Interrupt

Using Asserts in Embedded Systems | Interrupt

The use of asserts is one of the best ways to find bugs, unintended behavior, programmatic errors, and to catch when systems are no longer 100% functional and need to be reset to recover. If instrumented correctly, an assert can give a developer context about when and where in the code an issue took place. Despite the numerous benefits, the practice of using asserts in firmware is not common or agreed upon.


This is a companion discussion topic for the original entry at https://interrupt.memfault.com/blog/asserts-in-embedded-systems

I did some similar observations some years ago (especially related to C++) and came to the conclusion, that using assert() can come with a very small overhead if done right (as you, by just using the PC): http://robitzki.de/blog/Assert_Hash

1 Like

Yes! I loved your article. I stumbled across it while researching for this blog post, and I especially loved the code size table (I hope you don’t mind I was inspired by it).

I did come across another post, https://barrgroup.com/Embedded-Systems/How-To/Define-Assert-Macro, which goes to great lengths to make an even smaller assert, encoding the file, task, line number, and version, all into a single 32 bit address. I felt it was overkill and the tradeoffs weren’t worth it, especially if a system already had a bit of logging set up or coredumps.

With the hashing strategy of the file, line number, did you ever run into collisions?

With the hashing strategy of the file, line number, did you ever run into collisions?

I’ve actually never used it. Meanwhile, I came to the conclusion, that just using the program counter is sufficient to identify the code location. In case of a hardware exception, you just have that information. So just using the PC somehow unifies crash handling code. Of cause, you have to have the binaries and you have to know, what version of your firmware failed, but I think that are requirements that are not that hard to fulfill.

I’ve actually never used it.

Cool, got it. Awesome that the optimal solution worked for you!

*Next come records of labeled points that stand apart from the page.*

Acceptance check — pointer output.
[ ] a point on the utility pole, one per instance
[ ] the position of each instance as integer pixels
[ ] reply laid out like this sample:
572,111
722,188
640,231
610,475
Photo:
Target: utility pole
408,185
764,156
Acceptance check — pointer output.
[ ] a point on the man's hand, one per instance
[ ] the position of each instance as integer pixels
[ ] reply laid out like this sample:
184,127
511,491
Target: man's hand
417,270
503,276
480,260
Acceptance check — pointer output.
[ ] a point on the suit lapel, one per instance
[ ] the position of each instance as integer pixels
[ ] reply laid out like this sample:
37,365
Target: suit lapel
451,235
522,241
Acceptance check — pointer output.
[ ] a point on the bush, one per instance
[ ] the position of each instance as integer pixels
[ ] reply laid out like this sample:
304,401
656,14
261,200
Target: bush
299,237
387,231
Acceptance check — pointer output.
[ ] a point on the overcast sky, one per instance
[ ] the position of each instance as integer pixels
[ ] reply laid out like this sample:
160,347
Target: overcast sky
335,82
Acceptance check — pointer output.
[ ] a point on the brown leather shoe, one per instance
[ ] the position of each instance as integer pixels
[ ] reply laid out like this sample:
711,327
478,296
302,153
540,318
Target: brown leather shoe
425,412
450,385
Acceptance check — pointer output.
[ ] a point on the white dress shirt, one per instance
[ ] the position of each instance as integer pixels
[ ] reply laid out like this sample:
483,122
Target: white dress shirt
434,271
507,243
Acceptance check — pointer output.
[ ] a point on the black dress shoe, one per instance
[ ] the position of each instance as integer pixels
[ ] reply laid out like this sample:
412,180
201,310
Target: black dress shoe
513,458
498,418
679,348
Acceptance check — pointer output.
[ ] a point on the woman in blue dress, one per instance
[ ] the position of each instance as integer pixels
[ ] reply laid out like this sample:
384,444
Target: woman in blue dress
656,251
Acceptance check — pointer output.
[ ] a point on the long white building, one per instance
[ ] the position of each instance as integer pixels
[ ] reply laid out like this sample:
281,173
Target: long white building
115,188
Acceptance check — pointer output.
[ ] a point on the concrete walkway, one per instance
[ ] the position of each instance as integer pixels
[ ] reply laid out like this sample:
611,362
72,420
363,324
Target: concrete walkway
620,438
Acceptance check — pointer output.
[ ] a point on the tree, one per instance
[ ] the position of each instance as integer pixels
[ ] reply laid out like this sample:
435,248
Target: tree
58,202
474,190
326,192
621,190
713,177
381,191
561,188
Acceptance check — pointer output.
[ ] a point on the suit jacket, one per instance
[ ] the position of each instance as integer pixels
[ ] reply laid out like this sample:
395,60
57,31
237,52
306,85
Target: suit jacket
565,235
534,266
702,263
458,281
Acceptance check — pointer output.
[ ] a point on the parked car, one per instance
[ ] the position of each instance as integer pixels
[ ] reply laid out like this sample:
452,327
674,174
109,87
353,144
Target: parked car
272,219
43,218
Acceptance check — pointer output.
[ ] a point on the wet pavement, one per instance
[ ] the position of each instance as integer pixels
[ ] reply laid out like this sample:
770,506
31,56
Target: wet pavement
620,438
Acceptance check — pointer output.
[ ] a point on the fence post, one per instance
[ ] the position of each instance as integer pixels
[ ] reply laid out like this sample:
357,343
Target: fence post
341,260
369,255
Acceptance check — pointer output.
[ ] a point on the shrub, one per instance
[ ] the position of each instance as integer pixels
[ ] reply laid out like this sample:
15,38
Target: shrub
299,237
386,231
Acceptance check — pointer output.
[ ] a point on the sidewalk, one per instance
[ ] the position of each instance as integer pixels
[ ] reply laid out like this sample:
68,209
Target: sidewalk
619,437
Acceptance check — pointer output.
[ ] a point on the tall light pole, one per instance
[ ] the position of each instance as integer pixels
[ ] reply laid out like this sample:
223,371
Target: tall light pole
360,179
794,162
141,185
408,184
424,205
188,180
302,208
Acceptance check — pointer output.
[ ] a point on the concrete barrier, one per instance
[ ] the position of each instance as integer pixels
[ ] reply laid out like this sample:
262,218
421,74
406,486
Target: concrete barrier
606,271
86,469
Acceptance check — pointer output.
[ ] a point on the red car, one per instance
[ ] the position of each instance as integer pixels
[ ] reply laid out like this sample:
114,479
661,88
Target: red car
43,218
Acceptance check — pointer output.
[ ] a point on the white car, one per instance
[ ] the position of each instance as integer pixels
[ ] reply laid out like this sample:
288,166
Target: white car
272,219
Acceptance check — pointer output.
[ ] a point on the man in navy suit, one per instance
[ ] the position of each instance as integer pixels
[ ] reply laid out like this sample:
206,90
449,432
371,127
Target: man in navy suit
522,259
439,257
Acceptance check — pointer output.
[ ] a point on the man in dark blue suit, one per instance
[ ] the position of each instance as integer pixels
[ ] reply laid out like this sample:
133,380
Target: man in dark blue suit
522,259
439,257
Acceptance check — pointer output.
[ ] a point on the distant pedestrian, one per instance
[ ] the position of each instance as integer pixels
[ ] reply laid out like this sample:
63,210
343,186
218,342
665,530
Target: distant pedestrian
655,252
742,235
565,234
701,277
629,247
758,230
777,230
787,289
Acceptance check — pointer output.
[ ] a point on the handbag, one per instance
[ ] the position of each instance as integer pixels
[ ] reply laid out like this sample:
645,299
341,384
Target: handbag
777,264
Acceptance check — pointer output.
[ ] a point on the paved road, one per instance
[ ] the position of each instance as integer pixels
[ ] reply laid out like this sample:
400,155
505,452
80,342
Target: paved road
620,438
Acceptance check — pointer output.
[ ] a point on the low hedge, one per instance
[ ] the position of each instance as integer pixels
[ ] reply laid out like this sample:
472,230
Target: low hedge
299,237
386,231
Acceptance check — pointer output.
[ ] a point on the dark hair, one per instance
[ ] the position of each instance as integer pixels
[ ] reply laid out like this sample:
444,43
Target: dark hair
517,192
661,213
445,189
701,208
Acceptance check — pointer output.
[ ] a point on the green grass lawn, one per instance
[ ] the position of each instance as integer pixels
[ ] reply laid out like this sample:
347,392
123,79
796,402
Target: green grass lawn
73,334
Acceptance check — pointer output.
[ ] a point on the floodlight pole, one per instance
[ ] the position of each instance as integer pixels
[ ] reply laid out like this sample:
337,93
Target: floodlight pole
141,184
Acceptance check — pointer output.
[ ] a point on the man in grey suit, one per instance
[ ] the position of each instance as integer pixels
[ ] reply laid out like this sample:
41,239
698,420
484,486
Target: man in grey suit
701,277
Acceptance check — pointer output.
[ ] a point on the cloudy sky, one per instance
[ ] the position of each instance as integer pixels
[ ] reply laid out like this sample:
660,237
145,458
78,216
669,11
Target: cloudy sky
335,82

that just using the program counter is sufficient to identify the code location

It’s enough to know where it crashed, but having another frame before or multiple with coredumps is even better.

you have to know, what version of your firmware failed

We’ve used GNU Build ID to mark our builds in the past, stored those in a simple key-value style blob storage, and were able to retrieve them on demand when we needed to. Quite simple, and far better than trying to made builds by semantic versioning and build flags.

1 Like

Making the Most of Asserts

I record the backtrace and the precise program counter. That’s it. Nothing more. OK. Also a time stamp can be useful and maybe a couple of uintptr_t words the programmer can add to help debug.

Care needs to be taken as the optimizer will sweep all common code into one call to the assert utility, then you don’t know which of several asserts in a function fired! We ended up going with a gcc asm oneliner to get the precise PC.

https://www.gnu.org/software/libc/manual/html_node/Backtraces.html

My biggest problem with code that checks for malloc returning null and attempting to handle it…

…usually it is untested, buggy, and somewhere along the line uses malloc to do it’s job! (Guess what lurks in the depths of a printf?)

The next problem on a system with swap… these days your system is effectively dead/totally dysfunctional loong before malloc returns NULL!

The light weight IP stack uses pool allocators with quite small pools for resources that may have (potentially malicious) spikes in usage. But then you will find all over it the attitude “this is an IP packet, somethings wrong / I can handle it / I don’t know enough / I don’t have enough resources / …” I’ll just drop the packet. If it matters the higher layers will retry.

Another good pattern is to malloc everything you need for this configuration at initialization time … at least then you know then and there that that configuration will work… if you can’t, you reboot to a safe configuration.

When Not to Assert

Never assert on invalid input from users or external untrusted systems. If you do, you open yourself to denial of service attacks (and pissed off users).

Design by Contract

Please read and understand https://en.wikipedia.org/wiki/Design_by_contract

I regard DbC as the most important concepts in producing correct software, and has a lot to say about asserts.

Hey,
Nice article Tyler! Always clear and useful :slight_smile:

Regarding the asserts during the boot up sequence, I added a flag that is cleared when the system is fully running. If an assert fails while booting, I reboot into Bootloader mode.

Thanks for the note Cyril, it’s a smart way to make sure you don’t shoot yourself in the foot. We’ll add a note about it on the post (cc @tyler).